Im Prolog schildert der Autor, wie er vom gelernten Feinmechaniker zum Detektiven wurde. Der Weg führte über eine private Firma, bei der er sich als Objektschützer bewarb. Eine schicksalhafte Fügung war es, dass es sich bei den zu schützenden Objekten um zwei geheime Stützpunkte der NATO handelte und er deshalb einer sehr intensiven und herausfordernden Ausbildung von Mitarbeitern des MAD und der GSG9 unterzogen wurde. Auch Begegnungen mit CIA, FBI und Delta Force blieben nicht aus. Wer sich jetzt aber in einem spannenden Agentenkrimi wähnt, hat zum falschen Buch gegriffen. Bleimaier hebt klar hervor, dass dieser Job lediglich eine vorteilhafte Grundlage für seine Zeit als selbstständiger Detektiv war. Zur Sicherung des Grundeinkommens bleibt es auch für jemanden mit seinen Fachkenntnissen nicht aus, einen großen Teil der Arbeitszeit als Kaufhausdetektiv zu verbringen. Aber auch aus dieser Tätigkeit gibt es Lesenswertes zu berichten. Interessant, wenn auch nicht ganz neu, sind die mannigfachen Tricks der Ladendiebe und wie diese vom Autor frühzeitig entlarvt werden. Genauso wie das unterschiedliche Verhalten der Langfinger, wenn sie ertappt und verhört werden.

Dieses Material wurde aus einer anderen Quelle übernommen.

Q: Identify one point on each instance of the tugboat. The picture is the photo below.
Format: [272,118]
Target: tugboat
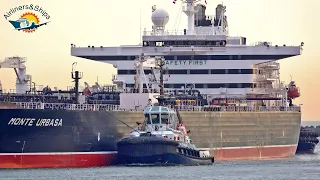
[160,139]
[307,141]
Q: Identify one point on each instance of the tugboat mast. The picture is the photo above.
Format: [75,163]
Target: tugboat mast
[161,63]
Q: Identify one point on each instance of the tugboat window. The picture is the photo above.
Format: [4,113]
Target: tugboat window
[147,118]
[164,118]
[155,118]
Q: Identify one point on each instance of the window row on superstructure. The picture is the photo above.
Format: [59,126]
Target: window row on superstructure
[207,86]
[193,71]
[192,57]
[202,43]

Natürlich kommen in dem Buch auch die Einzelaufträge als Privatermittler nicht zu kurz. Sie decken die gesamte Bandbreite ab vom Beschatten vermeintlich untreuer Partner, der Suche nach Vermissten, der Überführung von Mitarbeitern, die in organisierten Strukturen systematisch den Arbeitgeber bestehlen bis hin zu investigativen Untersuchungen in der Privatwirtschaft. Im letzten Kapitel finden schließlich auch Mord und Totschlag Erwähnung. Auch hier benutzt der Autor seine Erlebnisse nicht zum Aufbau einer künstlichen Dramatik, sondern erläutert durchgehend sachlich, die Gefahren, die ein Beruf, bei dem man regelmäßig Umgang mit gesetzesabtrünnigem Klientel hat, zweifelsohne mit sich bringt.

Das Buch wäre an sich auch nicht empfehlenswerter als die Erzählungen einer Supermarktkassiererin, eines Fensterputzers oder eines Bäckers, wenn die genannten die besten Geschichten aus ihrem Berufsleben in ähnlicher Form zu Papier brächten. Schließlich sind Autobiographien schon lange nicht mehr ausschließlich berühmten Sportlern, Schauspielern oder Sängern vorbehalten. Wobei eine Vielzahl dieser Prominenten in der Regel ohne einen Mitschreiber kaum drei zusammenhängende Sätze hintereinander gestellt bekäme – und meist bestehen deren Werke auch dann nur aus einer Aneinanderreihung von abgegriffenen Bild-Überschriften ergänzt durch die ein oder andere Lästerei über die jeweiligen medienbekannten Widersacher.

Was „Der Detektiv“ von den üblichen Alltagserzählungen eines unprominenten Arbeitnehmers hervorhebt und zu einer unterhaltsamen Lektüre macht, ist vor allem der sprachlich angenehme Schreibstil, der es schafft sachlich die realen Abläufe einer Ermittlung zu schildern. Das ein oder andere Klischee mag sich dabei bestätigen, die Illusionen einer Philip-Marlowe-Romantik werden dabei jedoch gar nicht erst heraufbeschworen. So ist das Buch eine gute Wahl für Leser, die sich fern aller Fiktion dafür interessieren, wie die Arbeit eines Detektivs abläuft. Krimifans werden dabei genauso auf ihre Kosten kommen, wenn Sie sich von der Erwartung einer spannenden, zusammenhängenden Story befreien können und Spass daran haben in einem kurzweiligen Sachbuch zu schmökern.